Ever since Facebook went public, there has been growing criticism and scrutiny of the biggest social media brand in the world.
Its stock has plummeted — dropping to nearly half its original value — everyone is selling shares, and no one has much good to say about the company’s strategies for mobile or anything else at all, really.
Everyone is waiting, it seems, for this powerhouse to start making money the old fashioned way. With the idea of charging consumers for its online or mobile service a huge long shot, chances are that revenue is going to inevitably come from advertising.
But until now, running ads on Facebook has been an inexpensive yet effective undertaking. With all the personal data collected by Facebook, ads can be easily targeted to a myriad of demographics.
That could change. To start generating real and more revenue, Facebook may have to start charging more for advertising.
That can mean spiked rates for click-throughs or even a charge for page impressions, which could significantly impact marketing budgets.
This could lead to a rough transition with some marketers exiting Facebook for cheaper ground. For others who have found they are getting good results on Facebook, higher costs may lead to fewer but increasingly focused campaigns.

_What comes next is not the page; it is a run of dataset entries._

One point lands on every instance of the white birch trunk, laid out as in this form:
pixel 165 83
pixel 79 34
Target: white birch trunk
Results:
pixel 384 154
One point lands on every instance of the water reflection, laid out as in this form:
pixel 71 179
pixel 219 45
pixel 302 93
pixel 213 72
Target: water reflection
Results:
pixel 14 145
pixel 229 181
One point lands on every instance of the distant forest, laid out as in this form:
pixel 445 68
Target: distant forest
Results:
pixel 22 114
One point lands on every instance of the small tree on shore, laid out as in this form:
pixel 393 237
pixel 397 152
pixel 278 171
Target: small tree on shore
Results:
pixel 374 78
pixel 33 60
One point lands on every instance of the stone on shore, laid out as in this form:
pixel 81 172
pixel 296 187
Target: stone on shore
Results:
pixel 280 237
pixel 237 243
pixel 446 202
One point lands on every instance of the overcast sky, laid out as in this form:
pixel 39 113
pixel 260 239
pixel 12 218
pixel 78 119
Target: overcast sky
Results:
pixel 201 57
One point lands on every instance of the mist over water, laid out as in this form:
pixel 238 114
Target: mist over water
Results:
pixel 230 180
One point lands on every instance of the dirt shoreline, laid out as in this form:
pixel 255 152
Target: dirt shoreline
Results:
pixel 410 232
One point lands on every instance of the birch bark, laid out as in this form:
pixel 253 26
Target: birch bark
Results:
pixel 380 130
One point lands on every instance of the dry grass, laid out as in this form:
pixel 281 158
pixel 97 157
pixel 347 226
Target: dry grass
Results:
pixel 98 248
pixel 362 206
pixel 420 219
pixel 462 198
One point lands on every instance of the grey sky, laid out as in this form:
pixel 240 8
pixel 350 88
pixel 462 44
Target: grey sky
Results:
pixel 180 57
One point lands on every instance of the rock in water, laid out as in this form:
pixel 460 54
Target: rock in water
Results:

And it may begin an upward trend in online ad rates across platforms — again, a downside for marketers, but a good thing for social media companies, online publishers, bloggers and the like.
Meanwhile, Facebook could introduce advertising spots that synch up more seamlessly with users’ news feeds. This, however, is how ads sometimes appear on the site’s mobile version, which has garnered many complaints.
If Facebook starts doing this, it will have to do it well — but it could offer an opportunity for premium ad space for big campaigns.
Another option for Facebook is following Twitter’s footsteps and begin a data-mining program to sell to third parties. For marketers, this could be a boon: finding out what certain groups are talking about and potentially buying.
Perhaps this is one of the big ideas the company is currently hinting at, but keeping under wraps.